JANA’s main fund gained 24% in 2009 but sold more than half its Convergys shares at below its original cost basis. The fund realized sales proceeds of $82 million last year and held $87 million worth at year-end. At that time, JANA’s lifetime floating loss on the position was 30%, even though Convergys stock had jumped about 50% since JANA got board seats. In February, Convergys named Fox CEO. Given that JANA already realized losses in Convergys as part of its 2009 returns, the fund views its breakeven internally at about $13 per share, according to an investor.
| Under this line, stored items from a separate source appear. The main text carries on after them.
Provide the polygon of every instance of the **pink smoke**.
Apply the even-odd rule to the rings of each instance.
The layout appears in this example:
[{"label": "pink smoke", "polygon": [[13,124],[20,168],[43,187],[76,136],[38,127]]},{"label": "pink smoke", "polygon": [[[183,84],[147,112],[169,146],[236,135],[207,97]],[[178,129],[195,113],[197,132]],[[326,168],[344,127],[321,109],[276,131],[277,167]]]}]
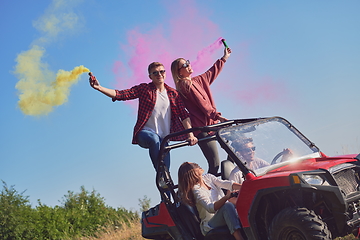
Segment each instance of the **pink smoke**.
[{"label": "pink smoke", "polygon": [[198,52],[196,60],[192,63],[192,67],[195,72],[198,72],[198,70],[209,68],[214,64],[212,56],[216,50],[221,48],[223,44],[221,42],[222,39],[222,37],[218,38],[213,44]]},{"label": "pink smoke", "polygon": [[[210,20],[206,9],[202,8],[200,12],[194,0],[164,3],[168,16],[171,16],[168,24],[158,24],[150,29],[147,27],[147,31],[141,30],[141,26],[138,26],[127,33],[126,43],[120,43],[121,57],[124,58],[125,54],[128,61],[116,61],[113,65],[116,88],[130,88],[136,84],[150,82],[147,67],[155,61],[164,64],[167,71],[166,83],[174,87],[170,65],[176,58],[189,59],[194,69],[193,76],[196,76],[205,72],[216,59],[223,56],[224,47],[222,37],[219,37],[219,27]],[[235,42],[234,39],[227,42],[230,48],[247,47]],[[243,49],[237,49],[237,52],[233,48],[232,50],[229,61],[236,64],[246,62],[242,55]],[[226,76],[231,72],[232,77],[221,79],[221,84],[217,83],[217,87],[212,88],[214,95],[240,101],[240,104],[246,105],[279,100],[279,92],[285,91],[285,84],[273,81],[271,77],[260,77],[250,83],[239,73],[236,64],[233,64],[236,69],[226,69]],[[226,65],[225,68],[228,68],[229,64]],[[218,78],[224,77],[221,73]],[[221,86],[218,87],[219,85]]]},{"label": "pink smoke", "polygon": [[[247,75],[247,74],[246,74]],[[257,104],[266,105],[271,102],[286,101],[289,98],[285,81],[272,77],[256,77],[238,75],[237,78],[226,79],[217,83],[213,92],[219,98],[233,101],[239,108],[253,107]]]},{"label": "pink smoke", "polygon": [[[169,16],[172,16],[168,26],[159,24],[147,32],[141,31],[140,27],[135,28],[127,33],[127,43],[120,44],[122,55],[125,53],[129,60],[126,63],[116,61],[113,65],[119,89],[151,81],[147,73],[151,62],[164,64],[166,82],[174,86],[170,65],[176,58],[190,59],[195,73],[206,71],[216,60],[213,55],[222,44],[217,25],[197,10],[195,1],[177,2],[176,7],[172,2],[166,4]],[[214,39],[217,40],[214,42]],[[206,45],[209,46],[204,48]],[[199,52],[199,49],[202,50]],[[221,54],[218,53],[217,58]]]}]

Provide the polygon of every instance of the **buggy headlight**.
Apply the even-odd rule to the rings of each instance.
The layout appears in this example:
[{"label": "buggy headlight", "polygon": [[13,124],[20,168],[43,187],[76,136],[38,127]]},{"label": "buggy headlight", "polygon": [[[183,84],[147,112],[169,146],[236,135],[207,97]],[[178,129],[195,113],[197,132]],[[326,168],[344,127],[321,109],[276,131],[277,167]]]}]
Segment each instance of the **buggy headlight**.
[{"label": "buggy headlight", "polygon": [[311,185],[329,185],[326,179],[322,178],[319,175],[303,175],[304,181]]}]

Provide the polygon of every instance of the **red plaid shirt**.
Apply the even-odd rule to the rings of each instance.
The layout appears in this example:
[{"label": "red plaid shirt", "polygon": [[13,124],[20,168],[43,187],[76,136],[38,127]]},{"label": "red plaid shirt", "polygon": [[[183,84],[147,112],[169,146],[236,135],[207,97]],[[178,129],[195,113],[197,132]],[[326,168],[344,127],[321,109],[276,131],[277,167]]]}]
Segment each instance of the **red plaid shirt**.
[{"label": "red plaid shirt", "polygon": [[[181,100],[178,92],[165,84],[165,89],[170,101],[171,108],[171,125],[170,133],[184,130],[182,121],[189,117],[189,113],[185,109],[185,105]],[[112,100],[115,101],[126,101],[132,99],[139,99],[139,109],[137,121],[134,127],[134,134],[132,143],[137,144],[136,135],[145,126],[145,123],[149,120],[156,103],[156,86],[151,83],[142,83],[136,85],[130,89],[116,90],[116,97]],[[185,140],[187,135],[181,135],[170,140],[181,141]]]}]

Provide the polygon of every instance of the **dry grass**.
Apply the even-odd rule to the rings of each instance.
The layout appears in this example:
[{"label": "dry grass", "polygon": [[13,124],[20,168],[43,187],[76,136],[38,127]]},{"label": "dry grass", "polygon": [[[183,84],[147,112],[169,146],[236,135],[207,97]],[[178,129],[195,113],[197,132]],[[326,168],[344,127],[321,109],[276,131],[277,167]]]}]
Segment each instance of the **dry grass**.
[{"label": "dry grass", "polygon": [[[134,220],[130,224],[122,224],[119,229],[107,229],[99,237],[81,238],[81,240],[144,240],[141,236],[141,224],[139,220]],[[335,240],[355,240],[358,239],[350,234],[345,237],[339,237]]]},{"label": "dry grass", "polygon": [[[144,240],[141,236],[141,224],[140,221],[133,221],[130,224],[122,224],[119,229],[108,229],[98,238],[82,238],[81,240]],[[345,237],[339,237],[335,240],[355,240],[358,239],[354,235],[350,234]]]},{"label": "dry grass", "polygon": [[356,238],[354,235],[350,234],[350,235],[347,235],[345,237],[339,237],[339,238],[336,238],[336,240],[355,240],[355,239],[358,239]]},{"label": "dry grass", "polygon": [[143,240],[140,220],[122,224],[118,229],[106,229],[99,237],[81,238],[81,240]]}]

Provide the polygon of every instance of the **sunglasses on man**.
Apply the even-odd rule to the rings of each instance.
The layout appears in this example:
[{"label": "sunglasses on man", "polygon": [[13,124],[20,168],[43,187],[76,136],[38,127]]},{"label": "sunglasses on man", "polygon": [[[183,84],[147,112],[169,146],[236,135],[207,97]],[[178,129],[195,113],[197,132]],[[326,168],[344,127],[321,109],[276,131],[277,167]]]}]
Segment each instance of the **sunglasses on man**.
[{"label": "sunglasses on man", "polygon": [[157,76],[159,74],[164,75],[164,73],[165,73],[165,70],[160,70],[160,71],[152,72],[151,74]]},{"label": "sunglasses on man", "polygon": [[255,152],[256,147],[251,148],[241,148],[240,152]]}]

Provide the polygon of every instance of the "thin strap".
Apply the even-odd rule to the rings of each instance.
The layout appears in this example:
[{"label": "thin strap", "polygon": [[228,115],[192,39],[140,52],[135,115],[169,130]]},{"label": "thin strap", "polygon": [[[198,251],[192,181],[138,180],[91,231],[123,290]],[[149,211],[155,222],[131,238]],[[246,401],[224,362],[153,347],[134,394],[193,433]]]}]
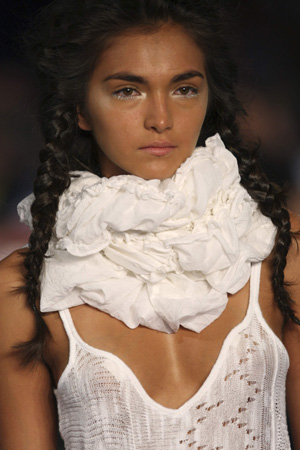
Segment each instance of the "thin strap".
[{"label": "thin strap", "polygon": [[[259,308],[259,286],[260,286],[260,274],[261,274],[261,262],[253,263],[251,265],[251,273],[250,273],[250,295],[249,295],[249,304],[248,311],[246,313],[246,317],[250,319],[249,316],[252,316],[253,309],[255,307]],[[259,308],[260,309],[260,308]],[[72,342],[75,340],[79,344],[88,345],[81,339],[79,336],[76,327],[74,325],[71,313],[69,309],[64,309],[59,311],[60,318],[64,325],[64,329],[69,338],[70,347],[72,347]],[[245,317],[245,318],[246,318]],[[243,321],[244,322],[244,321]]]},{"label": "thin strap", "polygon": [[68,372],[71,370],[71,368],[74,364],[75,355],[76,355],[75,341],[74,341],[74,339],[72,339],[72,334],[73,334],[72,326],[70,326],[70,320],[72,320],[70,311],[68,309],[59,311],[59,316],[61,318],[61,321],[63,323],[64,329],[65,329],[65,332],[66,332],[66,335],[67,335],[68,341],[69,341],[69,360],[58,380],[57,387],[59,387],[61,385],[61,383],[63,383]]},{"label": "thin strap", "polygon": [[251,275],[250,275],[249,306],[251,306],[251,309],[255,306],[259,306],[260,274],[261,274],[261,262],[253,263],[251,265]]},{"label": "thin strap", "polygon": [[252,265],[251,270],[251,281],[250,281],[250,302],[253,305],[253,310],[255,311],[255,315],[259,320],[263,329],[268,333],[268,336],[276,342],[277,346],[281,348],[281,350],[285,354],[285,358],[287,359],[287,365],[289,364],[289,355],[287,349],[283,345],[282,341],[279,337],[274,333],[268,322],[263,316],[262,310],[260,308],[259,303],[259,287],[260,287],[260,275],[261,275],[261,262],[255,263]]},{"label": "thin strap", "polygon": [[[72,330],[72,319],[71,319],[71,314],[70,311],[68,309],[64,309],[62,311],[59,311],[59,315],[61,318],[61,321],[63,323],[66,335],[69,338],[69,341],[72,341],[72,335],[73,335],[73,330]],[[71,321],[70,321],[71,319]]]},{"label": "thin strap", "polygon": [[90,346],[87,342],[85,342],[81,336],[79,335],[75,324],[73,322],[72,319],[72,315],[69,309],[64,309],[62,311],[59,311],[59,315],[61,317],[61,320],[63,322],[66,334],[69,338],[69,342],[70,342],[70,349],[74,349],[76,348],[76,343],[82,348],[85,348],[86,350],[88,350],[89,352],[100,352],[101,350],[95,347]]},{"label": "thin strap", "polygon": [[65,331],[67,333],[67,336],[69,338],[69,341],[72,345],[72,343],[77,342],[79,345],[88,345],[83,341],[83,339],[79,336],[78,331],[76,330],[75,324],[72,319],[72,315],[69,309],[64,309],[62,311],[59,311],[59,315],[61,317],[61,320],[63,322]]},{"label": "thin strap", "polygon": [[79,335],[75,324],[73,322],[72,319],[72,315],[69,309],[64,309],[62,311],[59,311],[59,315],[61,317],[61,320],[63,322],[66,334],[69,338],[69,343],[70,343],[70,352],[73,354],[75,351],[75,343],[79,344],[80,347],[84,347],[87,350],[93,349],[98,351],[98,349],[94,349],[93,347],[91,347],[87,342],[85,342],[81,336]]},{"label": "thin strap", "polygon": [[59,315],[69,340],[69,363],[70,363],[70,361],[71,362],[73,361],[73,358],[75,356],[75,340],[73,331],[74,325],[72,322],[70,311],[68,309],[59,311]]}]

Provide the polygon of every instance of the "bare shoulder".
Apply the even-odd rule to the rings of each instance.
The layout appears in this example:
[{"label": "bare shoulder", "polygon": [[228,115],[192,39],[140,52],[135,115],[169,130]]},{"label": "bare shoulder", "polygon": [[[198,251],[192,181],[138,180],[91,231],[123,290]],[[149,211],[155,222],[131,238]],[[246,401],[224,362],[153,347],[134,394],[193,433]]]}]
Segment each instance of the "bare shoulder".
[{"label": "bare shoulder", "polygon": [[296,214],[290,212],[290,221],[291,221],[291,231],[294,234],[292,240],[291,250],[292,255],[300,255],[299,246],[300,246],[300,217]]},{"label": "bare shoulder", "polygon": [[0,286],[3,288],[8,283],[22,283],[25,276],[24,259],[27,249],[15,250],[0,261]]},{"label": "bare shoulder", "polygon": [[[35,317],[22,290],[26,250],[0,262],[0,447],[19,450],[56,448],[56,413],[46,366],[22,366],[16,344],[35,334]],[[34,423],[34,427],[32,424]]]},{"label": "bare shoulder", "polygon": [[1,349],[14,345],[16,340],[29,340],[35,321],[22,292],[26,270],[26,250],[16,250],[0,261],[0,337]]},{"label": "bare shoulder", "polygon": [[[295,233],[287,257],[286,281],[293,299],[293,310],[300,319],[300,219],[290,214],[291,229]],[[298,234],[296,234],[298,233]],[[290,358],[287,376],[287,410],[293,448],[300,448],[300,325],[291,321],[284,327],[283,342]]]},{"label": "bare shoulder", "polygon": [[285,281],[288,283],[288,290],[294,301],[293,309],[300,318],[300,218],[290,213],[290,220],[293,237],[287,255],[284,275]]},{"label": "bare shoulder", "polygon": [[285,279],[290,283],[290,292],[295,301],[295,307],[299,305],[300,313],[300,218],[290,213],[291,230],[294,233],[292,243],[287,255]]}]

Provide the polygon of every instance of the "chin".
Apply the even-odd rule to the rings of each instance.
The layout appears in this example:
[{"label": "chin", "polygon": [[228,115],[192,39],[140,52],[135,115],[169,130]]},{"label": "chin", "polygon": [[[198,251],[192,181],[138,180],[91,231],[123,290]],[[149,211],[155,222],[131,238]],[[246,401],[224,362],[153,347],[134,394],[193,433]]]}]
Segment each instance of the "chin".
[{"label": "chin", "polygon": [[156,163],[155,166],[149,165],[147,167],[143,167],[143,170],[136,170],[132,172],[133,175],[136,175],[140,178],[144,178],[144,180],[166,180],[167,178],[171,178],[178,167],[179,164],[171,164],[170,161],[161,161]]},{"label": "chin", "polygon": [[137,175],[140,178],[144,178],[144,180],[166,180],[167,178],[171,178],[174,173],[176,172],[177,169],[175,170],[149,170],[149,171],[144,171],[143,174],[139,174]]}]

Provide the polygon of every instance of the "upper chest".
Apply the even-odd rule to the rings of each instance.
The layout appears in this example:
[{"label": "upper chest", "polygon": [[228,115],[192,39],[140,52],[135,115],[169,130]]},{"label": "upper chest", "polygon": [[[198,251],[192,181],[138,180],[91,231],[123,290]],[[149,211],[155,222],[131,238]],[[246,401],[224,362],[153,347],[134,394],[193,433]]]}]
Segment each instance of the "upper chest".
[{"label": "upper chest", "polygon": [[[281,314],[274,306],[267,277],[262,268],[260,306],[273,331],[279,336]],[[72,308],[76,332],[91,347],[101,349],[122,360],[135,374],[148,395],[158,403],[177,408],[203,385],[210,374],[226,336],[243,321],[249,304],[247,283],[229,296],[225,311],[201,333],[179,329],[166,334],[138,327],[129,329],[117,319],[87,305]],[[57,314],[46,320],[54,339],[48,355],[54,378],[58,381],[69,357],[69,342]]]}]

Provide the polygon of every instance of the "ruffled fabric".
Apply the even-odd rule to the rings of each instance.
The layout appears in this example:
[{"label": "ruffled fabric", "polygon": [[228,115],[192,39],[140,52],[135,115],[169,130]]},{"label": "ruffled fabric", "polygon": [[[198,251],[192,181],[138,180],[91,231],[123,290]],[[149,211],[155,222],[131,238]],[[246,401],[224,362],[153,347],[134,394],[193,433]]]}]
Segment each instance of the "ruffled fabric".
[{"label": "ruffled fabric", "polygon": [[[163,181],[73,175],[41,274],[42,312],[87,303],[130,328],[200,332],[273,248],[276,228],[219,135]],[[18,206],[29,226],[33,200]]]}]

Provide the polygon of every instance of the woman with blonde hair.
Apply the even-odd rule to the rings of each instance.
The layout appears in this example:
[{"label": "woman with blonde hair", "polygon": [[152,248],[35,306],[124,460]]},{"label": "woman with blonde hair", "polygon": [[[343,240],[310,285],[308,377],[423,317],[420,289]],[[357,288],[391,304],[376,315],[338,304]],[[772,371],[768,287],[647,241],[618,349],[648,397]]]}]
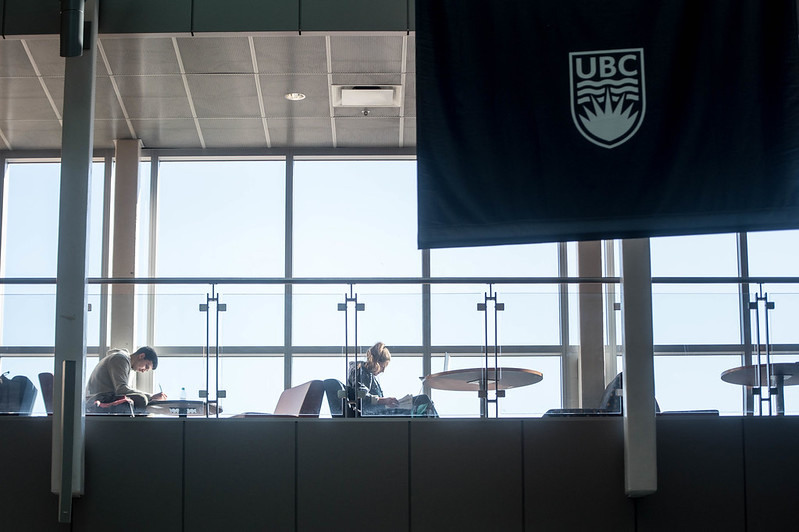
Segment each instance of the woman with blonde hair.
[{"label": "woman with blonde hair", "polygon": [[351,363],[348,374],[350,390],[358,391],[362,398],[362,414],[394,416],[434,416],[438,414],[432,401],[426,395],[407,396],[408,404],[400,407],[396,397],[384,397],[377,376],[383,373],[391,362],[391,352],[383,342],[377,342],[366,352],[366,360]]}]

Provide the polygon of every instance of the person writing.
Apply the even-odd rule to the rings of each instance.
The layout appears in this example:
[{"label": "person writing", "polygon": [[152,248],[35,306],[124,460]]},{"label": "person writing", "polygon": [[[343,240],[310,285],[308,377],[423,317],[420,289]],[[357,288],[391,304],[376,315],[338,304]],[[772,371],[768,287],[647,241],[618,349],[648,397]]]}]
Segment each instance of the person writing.
[{"label": "person writing", "polygon": [[396,397],[385,397],[377,376],[391,362],[391,352],[383,342],[377,342],[366,352],[366,360],[350,364],[347,381],[357,396],[362,397],[362,413],[365,415],[421,415],[437,416],[432,401],[426,395],[417,395],[408,400],[411,404],[400,405]]},{"label": "person writing", "polygon": [[152,347],[144,346],[132,355],[126,349],[111,349],[94,368],[86,386],[87,410],[94,410],[95,401],[111,403],[123,396],[133,401],[136,410],[144,410],[150,401],[163,401],[166,394],[150,395],[129,384],[131,371],[146,373],[158,367],[158,355]]}]

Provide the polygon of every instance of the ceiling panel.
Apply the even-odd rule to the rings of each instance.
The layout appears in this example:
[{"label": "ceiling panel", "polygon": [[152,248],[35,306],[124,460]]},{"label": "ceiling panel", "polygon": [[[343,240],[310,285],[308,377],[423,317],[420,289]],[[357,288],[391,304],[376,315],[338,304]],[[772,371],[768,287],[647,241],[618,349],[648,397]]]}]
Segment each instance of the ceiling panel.
[{"label": "ceiling panel", "polygon": [[181,76],[118,76],[116,82],[131,118],[192,118]]},{"label": "ceiling panel", "polygon": [[402,72],[402,37],[330,37],[333,72]]},{"label": "ceiling panel", "polygon": [[255,72],[247,37],[185,37],[177,42],[187,73]]},{"label": "ceiling panel", "polygon": [[[60,55],[58,37],[25,39],[25,44],[42,76],[64,76],[65,59]],[[97,73],[105,74],[105,67],[100,69],[99,66],[101,65],[98,62]]]},{"label": "ceiling panel", "polygon": [[[329,117],[330,96],[326,74],[260,75],[264,112],[269,118]],[[292,102],[289,92],[301,92],[304,100]]]},{"label": "ceiling panel", "polygon": [[266,133],[260,118],[235,120],[199,119],[208,146],[219,148],[266,148]]},{"label": "ceiling panel", "polygon": [[416,118],[406,118],[402,128],[402,146],[416,146]]},{"label": "ceiling panel", "polygon": [[136,138],[131,136],[125,120],[95,120],[94,147],[113,149],[114,140]]},{"label": "ceiling panel", "polygon": [[273,148],[332,148],[330,118],[270,119],[269,138]]},{"label": "ceiling panel", "polygon": [[36,72],[21,41],[0,40],[0,77],[31,77]]},{"label": "ceiling panel", "polygon": [[405,76],[405,116],[416,116],[416,74]]},{"label": "ceiling panel", "polygon": [[103,50],[117,75],[179,74],[180,65],[168,37],[102,38]]},{"label": "ceiling panel", "polygon": [[[47,90],[53,97],[58,112],[64,114],[64,78],[44,78]],[[125,114],[119,105],[119,98],[114,92],[111,78],[97,78],[94,90],[94,117],[96,119],[124,119]]]},{"label": "ceiling panel", "polygon": [[399,147],[399,118],[336,118],[339,148]]},{"label": "ceiling panel", "polygon": [[42,120],[58,118],[38,78],[0,78],[0,118]]},{"label": "ceiling panel", "polygon": [[186,77],[198,117],[261,117],[253,74],[192,74]]},{"label": "ceiling panel", "polygon": [[[163,35],[100,36],[98,148],[112,147],[114,138],[130,137],[125,111],[134,133],[149,148],[202,147],[194,116],[207,148],[266,146],[262,106],[272,147],[415,145],[416,121],[408,120],[416,115],[413,35],[235,33],[181,35],[174,43],[177,53],[173,39]],[[60,145],[60,125],[47,93],[63,113],[64,65],[57,36],[0,40],[0,121],[8,125],[2,132],[12,149]],[[336,108],[334,131],[331,84],[404,85],[404,106],[371,108],[366,117],[359,108]],[[301,92],[306,98],[290,102],[284,98],[288,92]],[[0,142],[0,149],[6,148]]]},{"label": "ceiling panel", "polygon": [[253,37],[262,74],[327,73],[325,37],[288,35]]},{"label": "ceiling panel", "polygon": [[150,119],[131,120],[136,135],[145,148],[201,148],[194,120]]},{"label": "ceiling panel", "polygon": [[0,130],[14,150],[61,148],[61,124],[58,120],[0,120]]}]

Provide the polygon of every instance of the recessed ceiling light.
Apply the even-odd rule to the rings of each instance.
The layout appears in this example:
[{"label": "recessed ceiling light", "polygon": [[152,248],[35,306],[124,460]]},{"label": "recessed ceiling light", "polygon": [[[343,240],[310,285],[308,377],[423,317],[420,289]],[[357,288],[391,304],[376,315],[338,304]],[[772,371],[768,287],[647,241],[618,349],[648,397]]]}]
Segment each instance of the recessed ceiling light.
[{"label": "recessed ceiling light", "polygon": [[292,102],[299,102],[300,100],[305,99],[305,95],[301,92],[288,92],[284,98]]}]

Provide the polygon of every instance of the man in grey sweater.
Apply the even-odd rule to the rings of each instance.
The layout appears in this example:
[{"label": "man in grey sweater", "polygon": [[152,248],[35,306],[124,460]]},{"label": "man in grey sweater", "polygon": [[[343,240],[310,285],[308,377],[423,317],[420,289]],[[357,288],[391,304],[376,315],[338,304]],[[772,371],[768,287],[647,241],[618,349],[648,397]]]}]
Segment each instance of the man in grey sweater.
[{"label": "man in grey sweater", "polygon": [[86,407],[91,410],[95,401],[110,403],[122,396],[133,400],[137,410],[143,410],[150,401],[166,399],[166,394],[150,395],[129,384],[130,372],[145,373],[158,367],[158,355],[152,347],[140,347],[128,354],[125,349],[111,349],[94,368],[86,386]]}]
At press time the stock traded at $12.50.
While Icahn’s, Harbinger’s and JANA’s stakes at least benefited somewhat from the market rebound of 2009, Shamrock Capital Advisors’ foray into Jackson Hewitt Tax Service never got a lift from the rising tide.
Shamrock, a California family office that manages part of the Disney fortune and specializes in activism, got involved in Jackson Hewitt, of Parsippany, N.J., just as the credit crisis was unfolding in the fall of 2007. Shamrock bought 6.6% of the tax preparer at an average price of $30 per share then, calling the shares undervalued because of what it termed “governance deficiencies.”
Shamrock’s stake would increase to more than 10% of the company by the spring of 2008, costing it $87 million. But a poor earnings report around the same time led Shamrock’s stake to shrink to $37.5 million by year-end, and its ownership stake was reduced to 8.3%. Shamrock was forced to sell shares following a redemption by a major shareholder of the Shamrock Activist Value Fund, which housed the investment. The stock traded at $15.69 at the end of 2008, down from $30.14 a year earlier, both adjusted for dividends.
Not even hope could lift Jackson Hewitt in 2009. It closed the year at $4.40, hurt by questions about its funding. After further sales and redemptions, Shamrock now owns just 5% of the company, and its stake was valued at $6.3 million at the end of last year for a lifetime floating loss of about 80%. As of press time, the stock traded at $2.70, and a new activist investor, Discovery Group Holding Company, has stepped in. The shares would have to hit $53 for the fund to break even on its original cost. Shamrock did not return calls for comment.